My family has cultivated taro in Hanalei Valley since before James Cook arrived. That's not a number I can give you — we don't count generations in years, we count them in harvests. The paddies my great-great-grandmother chose for their flood patterns, their soil depth, their position in relation to the river — those are the same paddies I harvest from today. The huli she selected because they produced the best corms in her growing season are the varietals I still propagate.

In Hawaiian tradition, kalo is the elder sibling of humanity. The creation story places kalo as the first-born of the sky father and earth mother — the food that existed before people, that sustained us, that we are obligated to in return. When I talk about taro cultivation, I am not talking about agriculture. I am talking about genealogy. The plant is family. That distinction shapes everything about how I farm and how I teach.

I serve on the Hanalei River Watershed Alliance because the paddies require water management at a scale that no single family can maintain alone. The flooding and draining cycles that keep the soil alive depend on relationships among the farmers who work this valley, and those relationships depend on shared understanding of the resource.

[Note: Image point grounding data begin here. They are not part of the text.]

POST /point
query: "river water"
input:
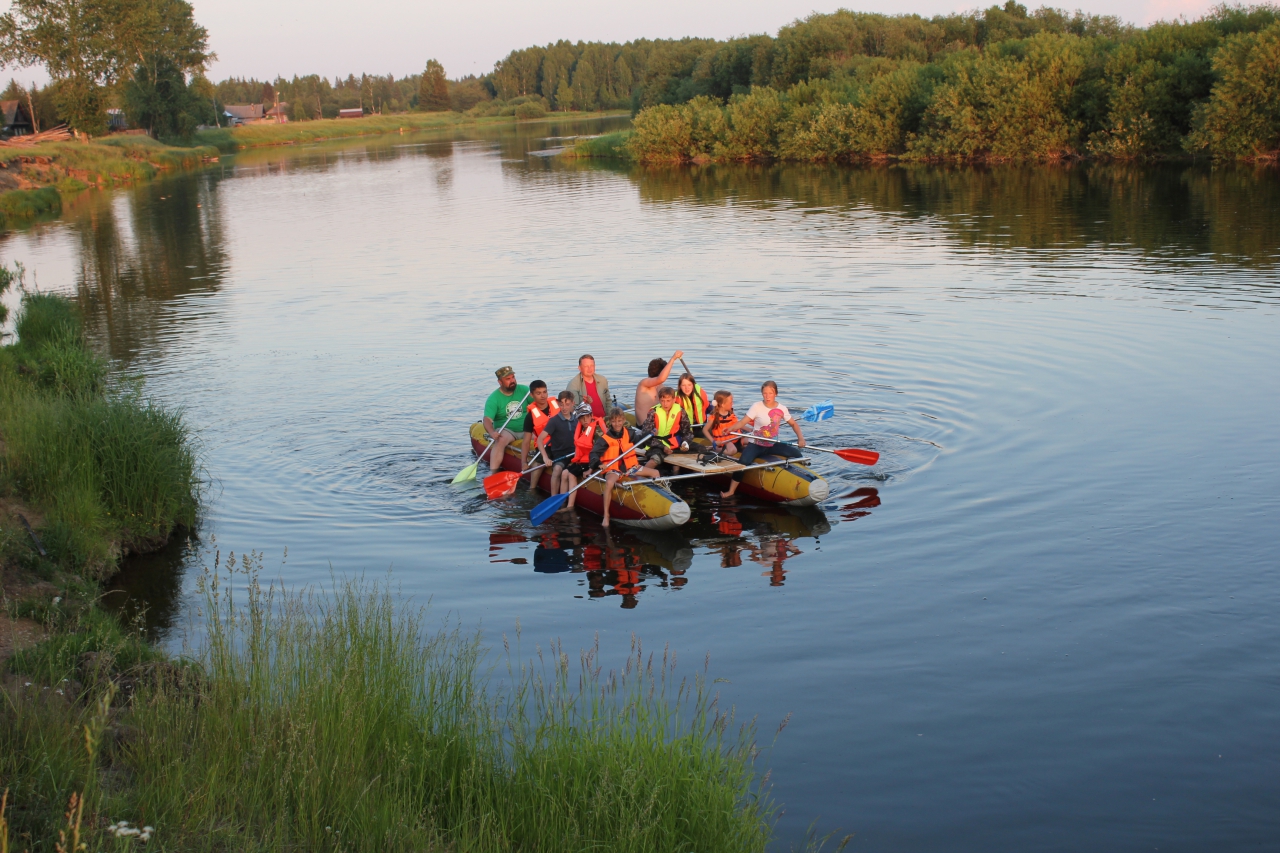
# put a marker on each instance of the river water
(1046, 620)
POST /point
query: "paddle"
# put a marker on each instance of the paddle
(819, 411)
(503, 483)
(469, 473)
(552, 505)
(737, 470)
(848, 454)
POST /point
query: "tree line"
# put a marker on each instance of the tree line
(992, 85)
(1001, 85)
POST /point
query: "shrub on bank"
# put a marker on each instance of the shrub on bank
(1051, 89)
(1242, 117)
(606, 146)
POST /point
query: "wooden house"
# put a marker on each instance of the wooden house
(17, 119)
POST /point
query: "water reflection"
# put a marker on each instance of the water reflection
(1194, 213)
(144, 251)
(624, 562)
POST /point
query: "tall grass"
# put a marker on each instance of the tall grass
(612, 146)
(112, 470)
(255, 135)
(337, 721)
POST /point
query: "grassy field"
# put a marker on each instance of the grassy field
(33, 179)
(334, 720)
(293, 132)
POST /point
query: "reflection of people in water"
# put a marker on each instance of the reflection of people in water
(773, 552)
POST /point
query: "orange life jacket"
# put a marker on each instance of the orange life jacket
(618, 447)
(584, 436)
(722, 425)
(540, 418)
(695, 406)
(668, 424)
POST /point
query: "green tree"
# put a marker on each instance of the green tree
(158, 99)
(88, 45)
(433, 94)
(1242, 117)
(74, 40)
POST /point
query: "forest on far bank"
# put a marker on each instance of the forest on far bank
(995, 85)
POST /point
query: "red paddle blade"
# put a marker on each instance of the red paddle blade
(501, 484)
(860, 456)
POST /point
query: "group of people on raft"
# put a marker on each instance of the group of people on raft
(577, 432)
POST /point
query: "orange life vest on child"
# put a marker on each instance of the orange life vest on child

I teach kalo cultivation at Kauai Community College for the same reason — the knowledge has to survive in more minds than just mine.

The State of Hawaii gave me a Cultural Practitioner Award a few years ago. I appreciate the recognition, but what it marks is the result of work done by generations before me. I am the current carrier. The award belongs to the valley, not to me.

What I want visitors to feel at the end of a day in the paddies is not 'I learned something interesting.' I want them to feel the weight of a corm pulled from the mud, the temperature of the irrigation water, the smell of fresh poi being pounded, and understand that this is what sustained civilization on these islands for a thousand years. That weight, experienced with the body, is the knowledge I'm trying to pass on.